Dernière mise à jour : lundi 6 mai 2019, par Expositions

Quel drôle d’artiste, ce Solano Cardenas ! Il n’a pas vraiment les pieds sur terre. La preuve ? Il veut peindre dans le ciel. Difficile. Impossible. Alors, il y place des objets qui n’y seront pas attendus, des sculptures qui, elles-mêmes, sculpteront ou peindront l’azur, ou le ciel blanc et gris d’Ile-de-France, ou d’ailleurs. Les mannes de Léonard de Vinci ne doivent pas roder bien loin, et celles de son père Agustin, fameux pionnier cubain de la sculpture moderne très admiré des surréalistes, sont bien présentes et fières.

© Katrin Baumann / Solano Cardenas

Ces vaisseaux sculptés de Solano Cardenas, drôles de drones pacifico-artistiques, portent en eux leurs propres codes, frappés des ponctuations contrastées que proposent les noirs et les blancs.
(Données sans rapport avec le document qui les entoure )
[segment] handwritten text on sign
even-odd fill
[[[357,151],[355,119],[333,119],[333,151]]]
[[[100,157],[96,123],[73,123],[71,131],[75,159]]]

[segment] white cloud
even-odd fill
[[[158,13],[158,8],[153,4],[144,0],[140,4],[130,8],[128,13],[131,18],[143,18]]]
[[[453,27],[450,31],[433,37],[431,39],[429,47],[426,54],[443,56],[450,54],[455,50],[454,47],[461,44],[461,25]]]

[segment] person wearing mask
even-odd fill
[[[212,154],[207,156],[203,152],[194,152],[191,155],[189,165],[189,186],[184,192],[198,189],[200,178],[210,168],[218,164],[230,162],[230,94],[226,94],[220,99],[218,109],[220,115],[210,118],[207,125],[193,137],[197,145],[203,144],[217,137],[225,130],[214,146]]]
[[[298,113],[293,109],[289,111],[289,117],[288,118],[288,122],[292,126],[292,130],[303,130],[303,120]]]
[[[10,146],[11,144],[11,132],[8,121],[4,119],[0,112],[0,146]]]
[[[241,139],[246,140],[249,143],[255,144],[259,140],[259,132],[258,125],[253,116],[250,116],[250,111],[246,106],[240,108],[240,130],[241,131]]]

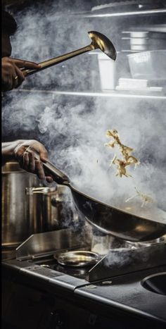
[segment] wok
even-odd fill
[[[37,157],[39,159],[39,155]],[[93,199],[78,191],[68,176],[50,161],[43,162],[43,166],[57,184],[70,189],[74,204],[79,213],[99,230],[133,242],[152,240],[166,233],[166,224],[129,213]]]

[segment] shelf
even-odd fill
[[[135,98],[135,99],[165,99],[166,100],[166,95],[149,95],[149,94],[129,94],[117,92],[60,92],[54,90],[42,90],[42,89],[13,89],[10,92],[32,92],[32,93],[44,93],[52,94],[56,95],[68,95],[68,96],[86,96],[91,97],[115,97],[115,98]]]
[[[139,11],[127,11],[120,13],[75,13],[71,15],[79,16],[80,18],[108,18],[108,17],[120,17],[120,16],[136,16],[136,15],[156,15],[156,14],[166,13],[166,9],[148,9]],[[69,14],[70,15],[70,14]]]

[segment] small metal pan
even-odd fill
[[[63,252],[53,255],[60,265],[70,267],[83,267],[95,264],[98,260],[98,254],[85,250]]]

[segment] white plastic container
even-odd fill
[[[134,79],[166,78],[166,49],[142,51],[127,56]]]
[[[115,89],[115,62],[103,53],[98,54],[98,60],[101,90],[106,92]]]

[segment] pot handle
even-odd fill
[[[26,151],[30,150],[33,151],[35,159],[41,161],[41,159],[39,158],[39,155],[37,151],[35,151],[32,147],[29,147],[26,149]],[[67,186],[70,185],[70,180],[68,176],[59,169],[57,169],[57,168],[56,168],[55,166],[51,163],[51,162],[50,162],[49,160],[47,160],[46,162],[42,162],[46,174],[52,176],[53,180],[57,182],[57,184]]]

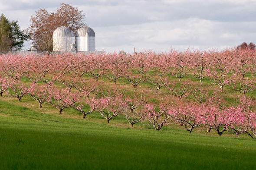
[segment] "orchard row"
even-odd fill
[[[176,123],[190,132],[204,126],[209,132],[214,129],[220,135],[229,131],[237,136],[246,133],[256,138],[256,102],[246,98],[256,87],[255,55],[255,50],[233,50],[132,55],[1,55],[0,94],[5,91],[19,100],[28,95],[40,107],[47,102],[60,114],[69,107],[80,111],[84,118],[98,112],[108,123],[123,114],[132,126],[141,122],[160,130]],[[210,79],[222,91],[225,85],[230,86],[243,97],[234,106],[225,104],[220,91],[182,81],[188,75],[198,79],[200,84],[204,79]],[[177,81],[170,81],[172,76],[177,77]],[[123,85],[106,83],[103,77]],[[125,81],[135,89],[139,88],[140,83],[148,82],[156,88],[157,94],[160,89],[164,92],[154,96],[144,89],[131,92],[124,89]],[[153,97],[157,100],[152,100]],[[183,99],[185,98],[188,100]]]

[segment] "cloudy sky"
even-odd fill
[[[85,13],[97,50],[221,50],[256,44],[256,0],[0,0],[0,13],[23,29],[39,8],[54,12],[62,2]]]

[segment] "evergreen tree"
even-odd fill
[[[29,36],[20,30],[18,21],[10,22],[3,15],[0,16],[0,51],[20,50]]]

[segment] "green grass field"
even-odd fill
[[[219,137],[200,128],[189,134],[174,124],[160,131],[141,124],[131,128],[122,115],[109,124],[97,115],[85,120],[69,110],[62,115],[43,113],[0,100],[0,170],[241,170],[256,166],[256,141],[245,135],[237,138],[226,132]]]

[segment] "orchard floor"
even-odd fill
[[[85,120],[75,114],[42,113],[0,100],[0,170],[241,170],[256,166],[256,141],[246,135],[220,137],[213,130],[207,133],[200,128],[189,134],[174,124],[160,131],[141,124],[131,128],[118,117],[107,124],[100,117]]]

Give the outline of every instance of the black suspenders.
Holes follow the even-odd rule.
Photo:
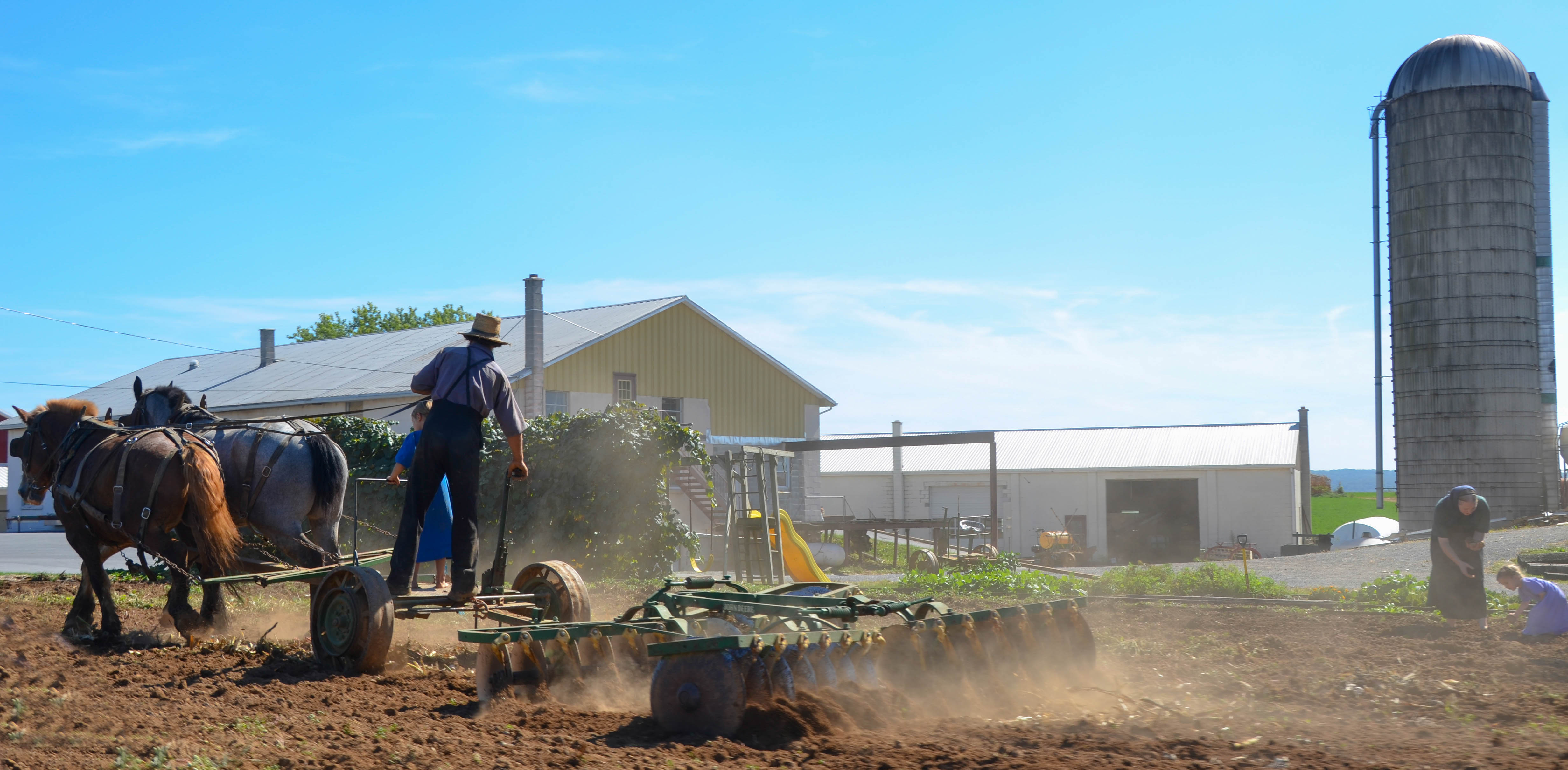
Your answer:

Et les lignes de ces structures ailées font qu’elles sont dans l’ouate du ciel, comme nous pourrions l’être sous la couette, tranquilles, et sans réelle volonté d’en sortir à jamais.

Les sculptures, merveilleusement bien exposées aux murs ou suspendues dans les hauteurs des plafonds, éclairées chez Lavignes au petit poil et avec vibrato, conservent assurément en elles la mémoire et la nostalgie des airs, du vent, des vols silencieux et des sensations de vertige. Accrochage magique et très réussi.
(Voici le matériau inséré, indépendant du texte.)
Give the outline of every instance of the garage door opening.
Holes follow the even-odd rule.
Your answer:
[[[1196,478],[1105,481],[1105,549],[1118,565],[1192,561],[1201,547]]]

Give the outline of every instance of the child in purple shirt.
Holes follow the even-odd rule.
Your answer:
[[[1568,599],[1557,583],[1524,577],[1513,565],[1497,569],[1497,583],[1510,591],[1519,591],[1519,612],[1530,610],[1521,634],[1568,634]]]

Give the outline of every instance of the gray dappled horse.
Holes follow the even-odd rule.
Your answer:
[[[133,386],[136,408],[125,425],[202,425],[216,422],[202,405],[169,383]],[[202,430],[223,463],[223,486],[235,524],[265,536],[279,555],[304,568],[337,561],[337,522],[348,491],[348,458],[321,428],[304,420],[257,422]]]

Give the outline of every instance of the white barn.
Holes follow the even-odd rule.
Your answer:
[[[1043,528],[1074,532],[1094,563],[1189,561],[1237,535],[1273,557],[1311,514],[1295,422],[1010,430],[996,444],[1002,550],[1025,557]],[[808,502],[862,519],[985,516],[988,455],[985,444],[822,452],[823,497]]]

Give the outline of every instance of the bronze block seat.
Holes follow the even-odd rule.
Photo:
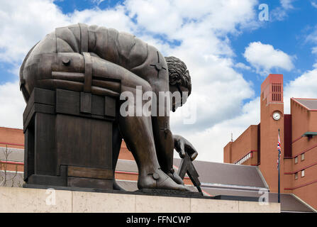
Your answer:
[[[23,113],[24,180],[112,189],[116,100],[35,88]]]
La Charmante, la Cucaracha, le Rêve d’Icare, Alice et toutes les autres fouillent avec grace nos cerveaux reptiliens et dans toutes nos mémoires d’hommes, nous rappelant le souvenir du sourire du chat, le retour chez elles des têtes maories, ou nos rares moments de grandeur.

Solano Cardenas, tel le border coolie le fait d’un troupeau d’oies encore sauvages, a rassemblé et expose une vingtaine de ses sculptures volantes parfaitement identifiées. Courbes, effilées jusqu’à disparaître dans l’éther, alternant comme les touches d’un piano les couleurs extrêmes de l’Humanité. Il n’y aura plus de cadences tranquilles tant leurs pointes sont acérées, et pourraient claquer en l’air comme la flèche du fouet.

Pour avoir vu voler plein ciel l’une de ces sculptures, j’ai rêvé de performances qui les feraient planer avec leurs sourds bruissements d’insectes au-dessus du lourd tapis volant ventousé au sol le jour de l’inauguration grandiose du futur département des arts islamiques du Louvre.

Avant le Louvre, Solano Cardenas expose, avec Wilmer Herrison et Nicolas Panayotou à la grande galerie de Jean-Pierre Lavignes, l’ami galeriste de Andy Warhol, le seul et unique qui l’exposa à Paris.

Dans les oeuvres de Wilmer Herrison dominent le trait et la couleur, générant des faux-semblants organisés, une juxtaposition nerveuse et agacée de touches sans mélange, avec des effets de profondeur, et de décelables sursauts amérindiens chez ce peintre né à Maracaibo (Venezuela), qui dit vouer « Un grand respect pour mes aïeux ».

Tout va très vite aujourd’hui et ici. Tout est connecté, l’ici et le là-bas. Les ressentis, les mouvements, les vies elles-mêmes expriment des énergies impérativement intériorisées. « Chaque œuvre marque pour moi (…) une frontière, mais aussi une ouverture. »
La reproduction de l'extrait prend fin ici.